Charles Hammarquist

From Wikipedia, the free encyclopedia
Charles G. Hammarquist

Charles G. Hammarquist (November 22, 1822 – December 3, 1889) was an American farmer, merchant and postmaster from Busseyville, Wisconsin, who served in the Wisconsin State Assembly.

Background[edit]

He was born in Norrköping, Sweden on November 22, 1822, as Karl G. Hammarquist. His father was a wine merchant in Norrköping. Young Karl attended a select school, and received an extensive education before leaving school at age 16 to join his father's business. He stayed in the wine business until his father's death, but in 1840 took up farming near Stockholm.

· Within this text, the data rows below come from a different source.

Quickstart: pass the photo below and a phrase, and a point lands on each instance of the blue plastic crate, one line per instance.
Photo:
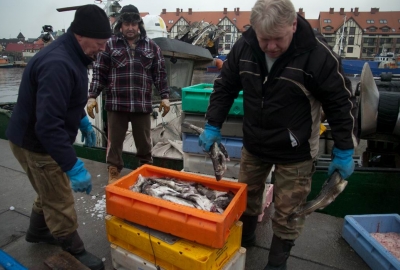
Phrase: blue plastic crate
(196, 98)
(356, 231)
(190, 144)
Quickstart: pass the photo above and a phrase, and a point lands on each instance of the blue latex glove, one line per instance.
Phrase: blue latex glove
(210, 135)
(342, 161)
(88, 134)
(80, 178)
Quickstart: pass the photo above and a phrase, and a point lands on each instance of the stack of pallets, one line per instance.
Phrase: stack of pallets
(151, 233)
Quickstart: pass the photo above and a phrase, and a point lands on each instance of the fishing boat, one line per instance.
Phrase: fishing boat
(5, 63)
(385, 62)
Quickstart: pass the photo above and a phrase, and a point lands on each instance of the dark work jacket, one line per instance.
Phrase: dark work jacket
(51, 100)
(282, 108)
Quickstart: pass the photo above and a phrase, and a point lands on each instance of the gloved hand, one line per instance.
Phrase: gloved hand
(80, 178)
(89, 107)
(342, 161)
(210, 135)
(164, 105)
(88, 134)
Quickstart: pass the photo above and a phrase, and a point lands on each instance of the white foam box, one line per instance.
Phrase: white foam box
(124, 260)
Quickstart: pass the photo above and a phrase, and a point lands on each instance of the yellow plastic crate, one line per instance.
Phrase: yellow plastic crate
(180, 255)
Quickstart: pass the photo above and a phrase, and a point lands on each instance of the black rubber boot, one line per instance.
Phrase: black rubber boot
(279, 253)
(73, 244)
(38, 232)
(248, 230)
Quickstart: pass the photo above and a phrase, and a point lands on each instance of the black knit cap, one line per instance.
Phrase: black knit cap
(91, 21)
(129, 8)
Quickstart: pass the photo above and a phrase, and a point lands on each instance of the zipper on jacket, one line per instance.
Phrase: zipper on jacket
(293, 139)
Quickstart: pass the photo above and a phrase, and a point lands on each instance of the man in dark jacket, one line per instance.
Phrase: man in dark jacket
(44, 125)
(287, 72)
(125, 72)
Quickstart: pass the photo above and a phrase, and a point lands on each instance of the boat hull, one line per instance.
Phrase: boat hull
(354, 67)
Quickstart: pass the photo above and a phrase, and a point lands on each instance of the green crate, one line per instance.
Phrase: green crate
(196, 98)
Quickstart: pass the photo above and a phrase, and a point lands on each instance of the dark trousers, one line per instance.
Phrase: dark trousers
(117, 127)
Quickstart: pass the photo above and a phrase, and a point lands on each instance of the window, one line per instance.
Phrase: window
(330, 39)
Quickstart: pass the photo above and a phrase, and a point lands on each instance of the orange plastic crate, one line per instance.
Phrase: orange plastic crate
(207, 228)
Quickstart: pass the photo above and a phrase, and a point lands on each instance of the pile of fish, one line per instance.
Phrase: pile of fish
(185, 193)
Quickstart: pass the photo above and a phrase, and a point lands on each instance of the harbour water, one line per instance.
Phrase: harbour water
(10, 79)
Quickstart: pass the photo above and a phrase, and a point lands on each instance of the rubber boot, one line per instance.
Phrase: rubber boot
(248, 231)
(73, 244)
(279, 253)
(38, 232)
(113, 174)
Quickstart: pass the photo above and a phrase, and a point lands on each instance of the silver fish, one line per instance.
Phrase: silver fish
(137, 187)
(218, 154)
(177, 200)
(332, 187)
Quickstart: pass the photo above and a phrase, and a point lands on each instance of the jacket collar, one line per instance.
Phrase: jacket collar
(77, 49)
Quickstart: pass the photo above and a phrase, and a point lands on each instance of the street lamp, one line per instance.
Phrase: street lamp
(234, 30)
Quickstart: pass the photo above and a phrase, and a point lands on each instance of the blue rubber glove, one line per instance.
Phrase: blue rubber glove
(210, 135)
(88, 134)
(80, 178)
(342, 161)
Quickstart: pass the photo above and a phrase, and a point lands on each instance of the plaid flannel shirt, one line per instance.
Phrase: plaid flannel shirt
(128, 74)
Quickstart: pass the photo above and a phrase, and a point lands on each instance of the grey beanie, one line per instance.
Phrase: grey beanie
(91, 21)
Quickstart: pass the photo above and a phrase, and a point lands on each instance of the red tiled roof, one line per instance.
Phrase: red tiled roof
(361, 17)
(242, 17)
(16, 47)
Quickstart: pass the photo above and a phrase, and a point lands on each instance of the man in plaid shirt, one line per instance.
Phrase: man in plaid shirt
(127, 69)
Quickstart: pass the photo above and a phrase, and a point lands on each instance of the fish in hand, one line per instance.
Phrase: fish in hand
(332, 187)
(218, 154)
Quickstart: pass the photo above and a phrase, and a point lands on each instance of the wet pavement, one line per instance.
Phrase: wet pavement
(319, 247)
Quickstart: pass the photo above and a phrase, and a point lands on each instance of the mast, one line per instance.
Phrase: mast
(342, 37)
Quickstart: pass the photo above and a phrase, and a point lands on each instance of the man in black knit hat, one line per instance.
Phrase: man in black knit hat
(126, 70)
(44, 125)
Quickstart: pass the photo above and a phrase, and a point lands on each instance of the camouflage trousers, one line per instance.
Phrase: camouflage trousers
(54, 197)
(292, 184)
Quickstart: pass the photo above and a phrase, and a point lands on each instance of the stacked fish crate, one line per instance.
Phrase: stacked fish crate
(195, 100)
(150, 233)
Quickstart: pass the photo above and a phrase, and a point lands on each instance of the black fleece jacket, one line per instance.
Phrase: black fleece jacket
(51, 101)
(282, 108)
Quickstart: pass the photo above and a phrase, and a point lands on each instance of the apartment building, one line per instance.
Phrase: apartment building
(352, 34)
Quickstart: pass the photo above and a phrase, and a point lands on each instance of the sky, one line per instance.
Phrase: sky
(28, 16)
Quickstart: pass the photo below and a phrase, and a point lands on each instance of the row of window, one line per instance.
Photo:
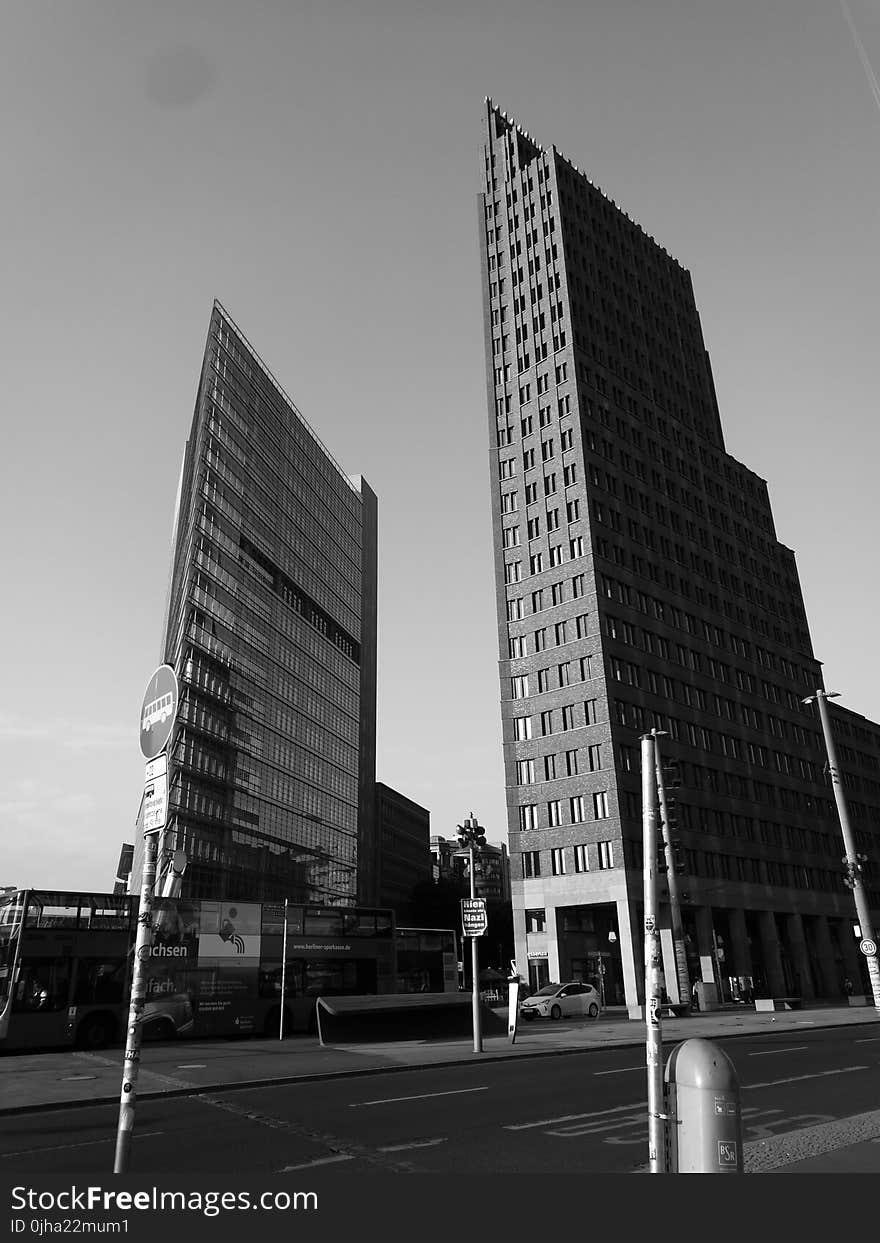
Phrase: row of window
(578, 808)
(530, 862)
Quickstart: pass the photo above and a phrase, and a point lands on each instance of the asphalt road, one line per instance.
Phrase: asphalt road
(568, 1114)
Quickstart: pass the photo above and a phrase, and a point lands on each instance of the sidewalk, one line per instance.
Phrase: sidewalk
(55, 1080)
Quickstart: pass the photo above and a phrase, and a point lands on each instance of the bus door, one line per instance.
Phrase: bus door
(41, 1002)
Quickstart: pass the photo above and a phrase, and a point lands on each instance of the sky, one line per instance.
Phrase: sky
(315, 165)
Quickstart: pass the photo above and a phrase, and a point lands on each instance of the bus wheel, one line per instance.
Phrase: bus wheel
(274, 1022)
(96, 1032)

He came to Wisconsin in August 1843 as part of a larger group of Swedes who stopped briefly in Pine Lake, Wisconsin before moving on to the Lake Koshkonong area to become a pioneer farmer. This group, (which included Thure Kumlien, later to become a notable naturalist) was described by one historian as "not farmers, but highly educated men who learned in time to clear forests and till the soil for homes in this new land."[1] In September 1846 he married Josephina Maximiliana Eugenia Reuterskjold (born January 4, 1830, in Västergötland), another of that group.

Public office[edit]

In 1849, he was elected a justice of the peace, a position he would hold until 1865. In 1857, he served one term as a member of the board of supervisors. When the Town of Sumner was organized, he was elected and served two terms as chairman of the city council (equivalent to a mayor), which again made him ex officio a member of the county board.

When elected in 1859 to the Assembly as a Republican from the 2nd Jefferson County district (the Towns of Koshkonong, Oakland, Lake Mills, Aztalan and Jefferson), he was the first immigrant Swede to be elected to the legislature of a Western state.[2] He served on the standing committee on roads, bridges and ferries.[3] He succeeded fellow Republican George C. Smith. He only served a single one-year term and was succeeded by Horace B. Willard, another Republican.[4][5]

In 1865, he was appointed postmaster of Busseyville, and was still holding that office as of 1879.

After the legislature[edit]

As of 1879, he owned a general store and was farming 140 acres. He and Josephine had nine children.[6] He died December 3, 1889, and is buried in the Hammarquist family plot in the Busseyville Cemetery.